Les millions dépensés sur un mur pourraient sauver les enfants de la « Jungle »
Deux millions de livres sterling : c’est la somme que le gouvernement britannique va dépenser pour construire un mur afin d’essayer d’empêcher les gens d’entrer au Royaume-Uni depuis Calais. Celle-ci s’ajoute aux millions de livres de fonds publics britanniques qui ont déjà été dépensés en barbelés et en mesures de contrôle aux frontières au cours de l’année écoulée.
Alors que le gouvernement investit sur ces points, l’aide est à son plus bas niveau jamais observé et la nourriture vient à manquer dans le camp de réfugiés officieux connu sous le nom de « Jungle ». Il n’y a tout simplement pas assez de provisions pour subvenir aux besoins des 10 000 personnes ou presque qui vivent dans ce bidonville situé à à peine quelques encablures du Royaume-Uni. La quasi-totalité de la nourriture et de l’aide présentes dans le camp est reçue sous forme de dons et distribuée par des bénévoles. Il est étrange de penser que les réfugiés sont bien mieux pris en charge dans des pays qui, ici au Royaume-Uni, seraient qualifiés de « sous-développés ».

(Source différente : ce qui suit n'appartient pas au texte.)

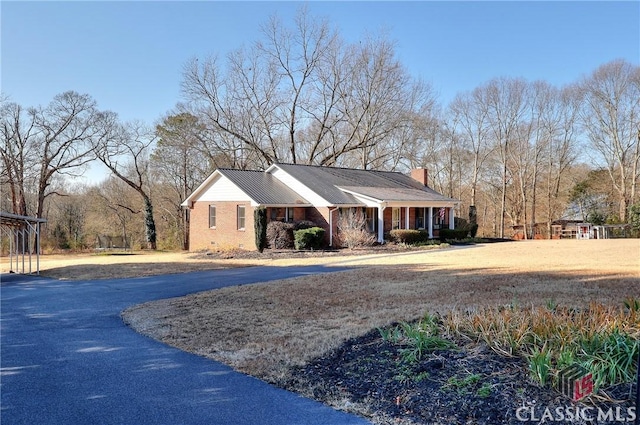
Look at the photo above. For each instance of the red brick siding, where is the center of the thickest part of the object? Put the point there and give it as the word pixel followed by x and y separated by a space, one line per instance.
pixel 225 234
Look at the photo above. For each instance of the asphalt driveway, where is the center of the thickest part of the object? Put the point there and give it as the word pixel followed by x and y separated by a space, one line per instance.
pixel 66 357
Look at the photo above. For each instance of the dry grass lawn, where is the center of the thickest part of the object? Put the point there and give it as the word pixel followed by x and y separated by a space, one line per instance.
pixel 264 329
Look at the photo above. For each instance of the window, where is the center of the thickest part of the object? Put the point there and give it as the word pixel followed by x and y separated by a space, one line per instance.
pixel 395 218
pixel 421 215
pixel 240 217
pixel 371 216
pixel 282 214
pixel 212 216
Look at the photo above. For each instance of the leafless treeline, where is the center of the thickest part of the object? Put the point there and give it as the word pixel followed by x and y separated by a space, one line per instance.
pixel 514 151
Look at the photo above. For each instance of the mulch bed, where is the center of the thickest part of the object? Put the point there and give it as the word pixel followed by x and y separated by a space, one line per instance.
pixel 468 385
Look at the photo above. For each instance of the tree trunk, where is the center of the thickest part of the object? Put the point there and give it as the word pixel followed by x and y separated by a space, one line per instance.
pixel 150 224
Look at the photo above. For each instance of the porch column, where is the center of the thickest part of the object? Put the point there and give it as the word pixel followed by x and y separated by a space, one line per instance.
pixel 451 218
pixel 381 224
pixel 406 218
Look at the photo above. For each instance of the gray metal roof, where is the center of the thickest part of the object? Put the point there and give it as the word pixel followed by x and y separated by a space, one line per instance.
pixel 391 194
pixel 263 188
pixel 382 185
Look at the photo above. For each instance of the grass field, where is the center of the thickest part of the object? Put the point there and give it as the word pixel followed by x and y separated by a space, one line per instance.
pixel 265 329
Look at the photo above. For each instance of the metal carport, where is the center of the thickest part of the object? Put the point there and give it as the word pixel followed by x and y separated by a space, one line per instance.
pixel 23 233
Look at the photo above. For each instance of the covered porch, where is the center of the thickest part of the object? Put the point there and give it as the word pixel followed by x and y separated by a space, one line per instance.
pixel 388 209
pixel 383 219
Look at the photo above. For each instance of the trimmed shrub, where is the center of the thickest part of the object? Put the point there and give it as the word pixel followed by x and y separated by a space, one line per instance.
pixel 453 234
pixel 280 235
pixel 352 230
pixel 260 227
pixel 311 238
pixel 408 236
pixel 303 224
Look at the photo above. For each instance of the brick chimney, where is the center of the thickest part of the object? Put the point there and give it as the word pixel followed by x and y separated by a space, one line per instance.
pixel 421 175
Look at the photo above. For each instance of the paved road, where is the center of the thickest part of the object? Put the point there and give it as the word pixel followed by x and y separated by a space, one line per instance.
pixel 67 358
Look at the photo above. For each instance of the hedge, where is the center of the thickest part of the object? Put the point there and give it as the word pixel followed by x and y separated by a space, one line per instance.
pixel 311 238
pixel 409 236
pixel 454 234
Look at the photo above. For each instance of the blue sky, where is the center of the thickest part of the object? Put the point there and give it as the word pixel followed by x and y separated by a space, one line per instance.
pixel 129 55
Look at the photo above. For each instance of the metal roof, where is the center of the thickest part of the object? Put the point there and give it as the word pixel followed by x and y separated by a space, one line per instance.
pixel 263 188
pixel 392 194
pixel 382 185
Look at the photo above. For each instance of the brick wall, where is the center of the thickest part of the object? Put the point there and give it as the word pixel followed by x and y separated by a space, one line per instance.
pixel 226 234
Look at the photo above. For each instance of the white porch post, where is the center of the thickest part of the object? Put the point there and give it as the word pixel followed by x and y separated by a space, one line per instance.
pixel 381 224
pixel 406 218
pixel 451 218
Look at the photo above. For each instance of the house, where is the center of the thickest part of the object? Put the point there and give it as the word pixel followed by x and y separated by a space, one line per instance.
pixel 570 229
pixel 222 206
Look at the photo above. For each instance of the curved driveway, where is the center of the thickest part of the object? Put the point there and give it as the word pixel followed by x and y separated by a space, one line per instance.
pixel 66 357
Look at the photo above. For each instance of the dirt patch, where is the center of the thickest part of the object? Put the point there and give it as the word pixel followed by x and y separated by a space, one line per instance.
pixel 274 331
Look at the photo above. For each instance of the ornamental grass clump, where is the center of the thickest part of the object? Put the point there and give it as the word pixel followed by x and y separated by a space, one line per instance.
pixel 603 339
pixel 417 338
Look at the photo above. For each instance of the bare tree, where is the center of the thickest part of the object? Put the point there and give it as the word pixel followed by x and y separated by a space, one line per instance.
pixel 125 150
pixel 469 116
pixel 42 143
pixel 302 95
pixel 506 101
pixel 611 119
pixel 178 164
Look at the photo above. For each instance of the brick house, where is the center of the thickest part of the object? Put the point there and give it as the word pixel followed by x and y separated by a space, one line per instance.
pixel 221 208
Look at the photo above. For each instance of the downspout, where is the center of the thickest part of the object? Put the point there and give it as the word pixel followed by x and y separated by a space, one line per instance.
pixel 381 208
pixel 331 226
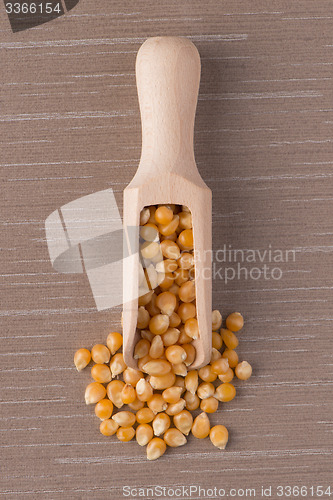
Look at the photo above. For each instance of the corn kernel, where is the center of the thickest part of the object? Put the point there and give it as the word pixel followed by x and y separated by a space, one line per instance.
pixel 114 390
pixel 243 370
pixel 201 426
pixel 114 342
pixel 100 354
pixel 104 409
pixel 82 358
pixel 174 438
pixel 161 423
pixel 101 373
pixel 125 434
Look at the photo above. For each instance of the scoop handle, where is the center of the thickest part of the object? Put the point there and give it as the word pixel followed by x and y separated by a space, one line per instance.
pixel 168 77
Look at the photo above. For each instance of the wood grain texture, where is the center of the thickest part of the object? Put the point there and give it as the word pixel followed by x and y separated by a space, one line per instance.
pixel 70 126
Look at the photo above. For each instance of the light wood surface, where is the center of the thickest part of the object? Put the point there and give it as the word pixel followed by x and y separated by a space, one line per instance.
pixel 168 77
pixel 70 126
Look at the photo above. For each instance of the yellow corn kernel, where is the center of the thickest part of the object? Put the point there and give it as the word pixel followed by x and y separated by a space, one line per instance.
pixel 183 338
pixel 170 249
pixel 191 381
pixel 163 215
pixel 145 415
pixel 117 364
pixel 180 382
pixel 136 405
pixel 144 216
pixel 220 366
pixel 143 318
pixel 157 367
pixel 165 280
pixel 149 232
pixel 180 369
pixel 114 390
pixel 175 354
pixel 104 409
pixel 231 356
pixel 201 426
pixel 94 393
pixel 82 358
pixel 190 354
pixel 183 421
pixel 174 320
pixel 172 394
pixel 175 408
pixel 159 324
pixel 205 390
pixel 171 336
pixel 229 338
pixel 225 392
pixel 206 374
pixel 191 328
pixel 185 239
pixel 186 311
pixel 167 229
pixel 132 376
pixel 216 320
pixel 216 340
pixel 228 376
pixel 108 427
pixel 215 355
pixel 166 266
pixel 141 349
pixel 209 405
pixel 234 322
pixel 114 342
pixel 143 361
pixel 128 394
pixel 181 276
pixel 152 307
pixel 125 434
pixel 166 302
pixel 157 404
pixel 187 291
pixel 143 300
pixel 100 354
pixel 144 390
pixel 219 436
pixel 155 448
pixel 174 438
pixel 161 423
pixel 157 348
pixel 101 373
pixel 124 418
pixel 144 433
pixel 243 370
pixel 192 401
pixel 163 382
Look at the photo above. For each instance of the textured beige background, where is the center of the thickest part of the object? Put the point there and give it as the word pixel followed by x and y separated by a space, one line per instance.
pixel 70 126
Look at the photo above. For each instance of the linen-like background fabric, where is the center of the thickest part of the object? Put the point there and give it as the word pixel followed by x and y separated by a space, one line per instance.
pixel 70 126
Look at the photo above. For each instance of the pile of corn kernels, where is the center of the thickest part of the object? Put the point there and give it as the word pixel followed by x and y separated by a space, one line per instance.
pixel 162 394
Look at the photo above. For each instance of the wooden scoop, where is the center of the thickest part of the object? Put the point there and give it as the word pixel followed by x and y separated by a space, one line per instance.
pixel 168 76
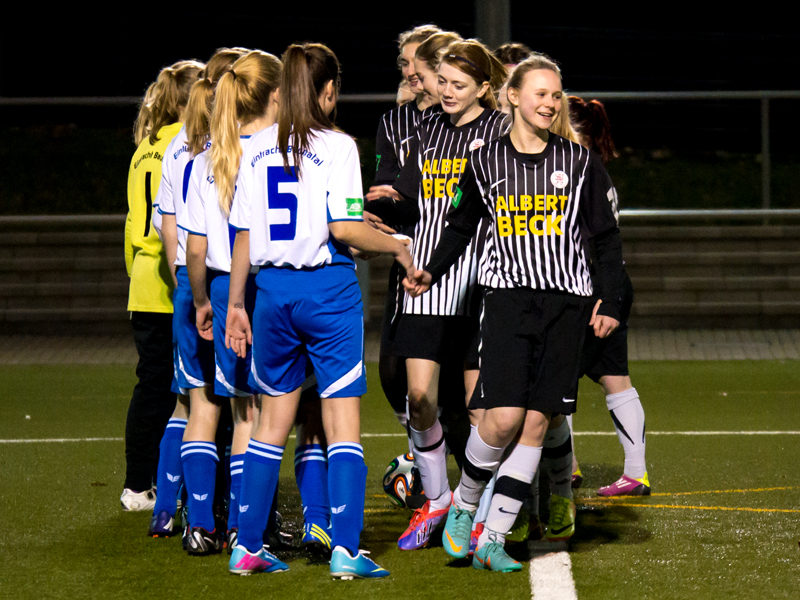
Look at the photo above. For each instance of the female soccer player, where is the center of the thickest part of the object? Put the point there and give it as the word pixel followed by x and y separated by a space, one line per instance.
pixel 605 361
pixel 442 323
pixel 189 367
pixel 539 192
pixel 195 356
pixel 150 297
pixel 395 132
pixel 297 208
pixel 248 96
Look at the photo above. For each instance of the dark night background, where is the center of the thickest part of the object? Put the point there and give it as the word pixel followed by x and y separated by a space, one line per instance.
pixel 73 54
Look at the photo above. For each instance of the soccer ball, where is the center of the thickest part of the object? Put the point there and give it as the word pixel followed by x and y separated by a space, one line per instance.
pixel 400 479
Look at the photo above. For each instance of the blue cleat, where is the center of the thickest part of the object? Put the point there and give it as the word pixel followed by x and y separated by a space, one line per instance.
pixel 243 562
pixel 457 532
pixel 345 566
pixel 161 525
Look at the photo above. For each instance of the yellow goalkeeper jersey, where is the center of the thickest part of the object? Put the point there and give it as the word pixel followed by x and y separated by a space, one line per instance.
pixel 151 281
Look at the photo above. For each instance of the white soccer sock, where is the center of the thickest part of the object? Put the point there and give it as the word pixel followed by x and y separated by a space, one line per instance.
pixel 531 503
pixel 514 479
pixel 572 437
pixel 480 462
pixel 431 460
pixel 486 501
pixel 628 416
pixel 557 460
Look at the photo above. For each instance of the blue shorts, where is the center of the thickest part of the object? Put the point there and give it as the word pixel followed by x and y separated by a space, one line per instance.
pixel 232 372
pixel 195 355
pixel 308 315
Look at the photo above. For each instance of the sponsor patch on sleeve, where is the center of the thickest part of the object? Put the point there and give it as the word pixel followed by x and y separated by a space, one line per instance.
pixel 355 207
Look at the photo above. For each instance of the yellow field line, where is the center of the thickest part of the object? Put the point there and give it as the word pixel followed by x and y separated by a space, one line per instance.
pixel 742 509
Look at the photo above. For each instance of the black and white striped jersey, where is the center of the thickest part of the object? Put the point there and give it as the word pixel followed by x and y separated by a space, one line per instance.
pixel 538 205
pixel 443 155
pixel 395 131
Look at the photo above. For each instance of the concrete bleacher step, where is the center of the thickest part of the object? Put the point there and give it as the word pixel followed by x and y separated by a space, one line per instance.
pixel 683 276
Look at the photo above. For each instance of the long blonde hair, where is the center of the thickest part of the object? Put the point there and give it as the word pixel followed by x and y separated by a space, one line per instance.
pixel 562 125
pixel 243 94
pixel 198 109
pixel 165 98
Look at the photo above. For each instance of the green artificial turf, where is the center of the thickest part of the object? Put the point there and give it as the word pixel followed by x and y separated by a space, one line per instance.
pixel 63 535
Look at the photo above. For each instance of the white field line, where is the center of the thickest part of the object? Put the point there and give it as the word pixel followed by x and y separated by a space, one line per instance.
pixel 551 574
pixel 381 435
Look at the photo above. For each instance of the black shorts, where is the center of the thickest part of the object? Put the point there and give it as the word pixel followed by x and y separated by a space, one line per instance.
pixel 609 356
pixel 530 349
pixel 440 339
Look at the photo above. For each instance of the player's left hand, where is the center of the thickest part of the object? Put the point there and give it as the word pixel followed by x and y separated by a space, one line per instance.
pixel 603 325
pixel 238 333
pixel 382 191
pixel 204 319
pixel 417 282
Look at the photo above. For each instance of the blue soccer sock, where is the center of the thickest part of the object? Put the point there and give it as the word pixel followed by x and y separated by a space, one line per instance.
pixel 200 473
pixel 347 483
pixel 236 470
pixel 311 472
pixel 262 465
pixel 170 471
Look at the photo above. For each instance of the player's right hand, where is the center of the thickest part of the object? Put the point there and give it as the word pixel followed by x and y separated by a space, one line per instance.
pixel 417 282
pixel 204 319
pixel 382 191
pixel 238 334
pixel 377 223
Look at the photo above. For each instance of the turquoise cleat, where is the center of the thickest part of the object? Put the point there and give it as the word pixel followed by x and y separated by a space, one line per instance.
pixel 493 557
pixel 345 566
pixel 457 532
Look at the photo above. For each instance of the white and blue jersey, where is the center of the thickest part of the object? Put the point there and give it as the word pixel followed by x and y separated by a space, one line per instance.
pixel 175 172
pixel 194 357
pixel 288 219
pixel 204 216
pixel 308 305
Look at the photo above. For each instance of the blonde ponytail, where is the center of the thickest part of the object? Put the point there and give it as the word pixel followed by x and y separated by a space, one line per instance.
pixel 243 94
pixel 201 99
pixel 165 99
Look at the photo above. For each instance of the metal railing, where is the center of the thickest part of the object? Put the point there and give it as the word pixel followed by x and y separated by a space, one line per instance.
pixel 764 96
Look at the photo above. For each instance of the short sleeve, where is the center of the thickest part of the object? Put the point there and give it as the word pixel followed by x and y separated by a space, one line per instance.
pixel 408 180
pixel 240 205
pixel 345 192
pixel 387 164
pixel 468 207
pixel 193 218
pixel 598 198
pixel 165 197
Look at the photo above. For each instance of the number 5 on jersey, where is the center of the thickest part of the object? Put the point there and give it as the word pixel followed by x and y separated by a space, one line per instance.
pixel 281 202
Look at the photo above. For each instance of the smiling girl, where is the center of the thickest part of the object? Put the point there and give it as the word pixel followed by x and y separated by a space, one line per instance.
pixel 539 192
pixel 442 323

Il est étrange de penser que les réfugiés sont bien mieux pris en charge dans des pays qui, ici au Royaume-Uni, seraient qualifiés de « sous-développés »
Depuis la mort d’Aylan Kurdi, l’enfant syrien qui a été rejeté sur le rivage après s’être noyé en essayant de rejoindre la sécurité l’an dernier, des milliers de gens ordinaires sont venus en France depuis le Royaume-Uni pour offrir aide et soutien aux réfugiés.
Le gouvernement britannique semble ne voir aucune raison morale ou éthique de s’impliquer dans le camp, et préfère plutôt dépenser de l’argent pour construire un mur de 4 mètres en réponse à la crise de Calais.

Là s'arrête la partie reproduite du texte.